This is a project involving analysis of Telco customer base and building a model to predict the churn of clients.
The project uses my own personal module which is designed for preprocessing, EDA and neural network training, which can be found here.
Dataset was taken from Kaggle. It contains information on customers of a fictional company Telco that provides phone and internet services. The dataset covers customers in the state of California in Q3.
- Identify strong and weak sides of services offered by the company, helping the company retain and attract new customers
- Build a machine learning model to predict the churn of customers, helping the company implement targeted retention efforts, including specialized marketing offers.
My Catboost model achieved 98% accuracy on test data and could save the company 7 to 27% of loss in customer lifetime value with the help of personalized marketing offers.
Insights from Preprocessing stage:
- Dataset contains information on:
- clients themselves
- their use of services
- different types of charges associated with said service use
- satisfaction level
- churn and reason for churn. This is a very wide range of variables, covering a lot of topics that can enhance our EDA
- The dataset is very clean and did not require any significant processing.
- The dataset contains a benchmark in the form of churn probability inferred by a model built in IBM SPSS Modeler. This is very useful to comprate model effectiveness.
During EDA, I looked at customer portrait, use of services and satisfaction score associated with them, as well as churn and churn reasons.
Insights from EDA stage:
Customer portrait
- Our customers are concentrated in larger cities of the state, specifically Los Angeles and San Diego
- They are, however, found throughout the whole state, which means that we, at the very least, have coverage in these places. It would be nice to see how the customer satisfaction and churn depends in these places compared to large cities
- The ages from 28 to 63 are slightly more prevalent in our customer base than state population, which, on one side, is to be expected given the services we offer, but, on the other side, we might be undertargeting the category of young adults, aged 21-28.
Services
Services that need improvement, from most impactful to least:
- Unlimited data
- Fiber optic internet
- Streaming TV, movies or music experiences
- Cable internet
Services that need to be pushed and advertised to customers heavier, from most impactful to least:
- Premium tech support
- Online backup
- Device protection plan
- Online security
The biggest reasons for churn are:
- Non-competitive proposals or devices
- Attitude of the support personnel
Specific problems with some of the services:
- Online backup - too much general dissatisfaction with the product
- Unlimited data, Device protection plan - bad or unreliable devices, unstable network etc
- Multiple phone lines - bad, non-competitive offers
- Phone service and movie streaming - poor attitude or expertise of support or service provider
My recommendations regarding services:
- Additional training of support personnel or service providers to ensure proper customer satisfaction
- Upgrading devices to match competitors' levels
- Offer more data and download speeds in offers
- Increasing prices on offers (dissatisfaction level tied to service prices is relatively low)

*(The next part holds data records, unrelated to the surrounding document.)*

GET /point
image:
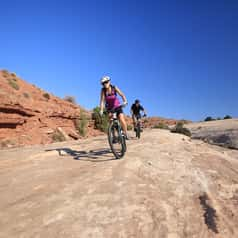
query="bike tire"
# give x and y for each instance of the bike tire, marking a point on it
(121, 140)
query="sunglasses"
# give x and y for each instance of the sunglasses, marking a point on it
(106, 82)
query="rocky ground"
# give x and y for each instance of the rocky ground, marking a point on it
(220, 132)
(167, 185)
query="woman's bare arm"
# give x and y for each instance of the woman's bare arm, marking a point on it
(102, 101)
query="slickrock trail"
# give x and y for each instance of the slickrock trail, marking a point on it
(166, 186)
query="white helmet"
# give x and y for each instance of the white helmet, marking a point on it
(105, 79)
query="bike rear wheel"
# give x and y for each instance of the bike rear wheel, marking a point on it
(116, 140)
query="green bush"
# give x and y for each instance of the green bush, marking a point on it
(227, 117)
(101, 122)
(81, 124)
(180, 129)
(13, 84)
(161, 125)
(46, 95)
(70, 99)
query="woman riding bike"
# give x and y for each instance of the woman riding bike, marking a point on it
(110, 100)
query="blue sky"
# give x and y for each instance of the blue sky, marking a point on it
(180, 57)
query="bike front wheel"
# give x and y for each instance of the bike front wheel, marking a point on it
(116, 140)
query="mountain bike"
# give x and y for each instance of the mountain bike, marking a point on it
(116, 138)
(138, 127)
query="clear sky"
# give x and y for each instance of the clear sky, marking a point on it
(180, 57)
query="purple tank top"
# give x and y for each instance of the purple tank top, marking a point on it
(112, 100)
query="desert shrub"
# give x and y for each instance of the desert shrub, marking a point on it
(227, 117)
(13, 84)
(129, 127)
(26, 95)
(46, 95)
(82, 124)
(209, 119)
(57, 136)
(180, 129)
(70, 99)
(161, 125)
(101, 122)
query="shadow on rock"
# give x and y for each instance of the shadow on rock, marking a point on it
(92, 155)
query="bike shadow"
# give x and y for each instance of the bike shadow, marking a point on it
(91, 155)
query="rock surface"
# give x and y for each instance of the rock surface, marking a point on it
(167, 185)
(221, 132)
(28, 114)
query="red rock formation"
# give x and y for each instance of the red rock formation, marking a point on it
(29, 115)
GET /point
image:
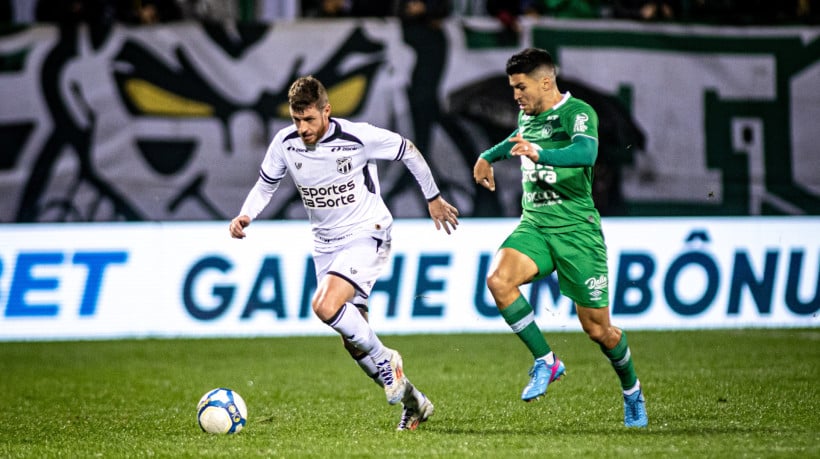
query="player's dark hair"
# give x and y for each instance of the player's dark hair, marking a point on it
(530, 60)
(307, 91)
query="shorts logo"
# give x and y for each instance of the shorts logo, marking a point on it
(596, 285)
(344, 164)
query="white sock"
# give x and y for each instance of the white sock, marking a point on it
(634, 388)
(369, 368)
(349, 323)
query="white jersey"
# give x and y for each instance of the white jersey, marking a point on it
(337, 178)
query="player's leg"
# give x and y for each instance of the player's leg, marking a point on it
(416, 407)
(331, 305)
(612, 340)
(581, 261)
(362, 358)
(351, 271)
(512, 267)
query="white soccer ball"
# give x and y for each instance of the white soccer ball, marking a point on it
(221, 411)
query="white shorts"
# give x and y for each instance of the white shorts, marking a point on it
(360, 261)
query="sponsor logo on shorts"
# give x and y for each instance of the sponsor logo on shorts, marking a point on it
(596, 286)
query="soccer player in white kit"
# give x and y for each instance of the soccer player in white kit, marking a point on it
(332, 163)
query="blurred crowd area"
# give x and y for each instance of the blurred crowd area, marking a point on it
(508, 12)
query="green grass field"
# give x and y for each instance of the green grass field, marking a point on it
(739, 393)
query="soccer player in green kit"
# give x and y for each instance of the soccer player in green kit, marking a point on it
(560, 229)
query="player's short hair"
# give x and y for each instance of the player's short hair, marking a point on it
(307, 91)
(531, 60)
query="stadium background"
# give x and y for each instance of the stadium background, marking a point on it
(124, 155)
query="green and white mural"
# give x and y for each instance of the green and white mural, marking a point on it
(170, 122)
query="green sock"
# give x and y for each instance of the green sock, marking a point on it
(621, 359)
(520, 317)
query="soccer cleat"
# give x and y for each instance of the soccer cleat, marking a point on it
(414, 414)
(635, 410)
(541, 375)
(392, 377)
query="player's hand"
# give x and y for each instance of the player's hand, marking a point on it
(524, 148)
(238, 226)
(443, 214)
(483, 174)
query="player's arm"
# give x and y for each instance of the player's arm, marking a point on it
(271, 172)
(256, 201)
(444, 214)
(483, 169)
(581, 152)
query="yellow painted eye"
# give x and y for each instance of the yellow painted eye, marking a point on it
(346, 96)
(153, 100)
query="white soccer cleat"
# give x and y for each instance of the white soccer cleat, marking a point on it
(392, 377)
(414, 413)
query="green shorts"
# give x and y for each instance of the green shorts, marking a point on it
(579, 257)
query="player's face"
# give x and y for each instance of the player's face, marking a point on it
(311, 124)
(529, 93)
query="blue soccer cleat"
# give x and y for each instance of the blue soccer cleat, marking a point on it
(635, 410)
(541, 375)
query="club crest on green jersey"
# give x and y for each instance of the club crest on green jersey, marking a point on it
(581, 123)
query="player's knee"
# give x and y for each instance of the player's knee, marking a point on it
(498, 284)
(596, 333)
(324, 309)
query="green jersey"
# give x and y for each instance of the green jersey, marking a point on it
(558, 189)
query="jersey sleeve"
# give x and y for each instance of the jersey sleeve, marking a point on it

We performed cross validation to get the best model and used oversampling to battle the class imbalance. We achieved very high results with Catboost model - 98% accuracy on test data - which outshined our benchmarks - a similar model made by the author of the dataset and the results of a IBM SPSS model.
Insights about feature impact on churn:
- Satisfaction score is, expectedly, the most important feature for predicting customer churn. Scores as low as 1 or 2 are a strong indicator of customers leaving.
- Number of referrals is also an important factor for churn prediction.
- People who use our online security service are less likely to leave, which suggests that this service is liked by customers.
- Corrected total charges, which is the total charges divided by the number of services used, is one of the most impactful predictors of customer churn, which means that our feature engineering was successful.
- Customers with higher age have higher chances of churning, which could mean that they have less need for our services, or the services they do need - for example, phone service - is of lesser quality compared to competitors.
- Customers with dependants are less likely to leave, which, most likely, means that it is harder to change telecommunication service provider when you have kids.
Implementing our model for churn prediction could save from 7 to 27% of losses in customer lifetime value.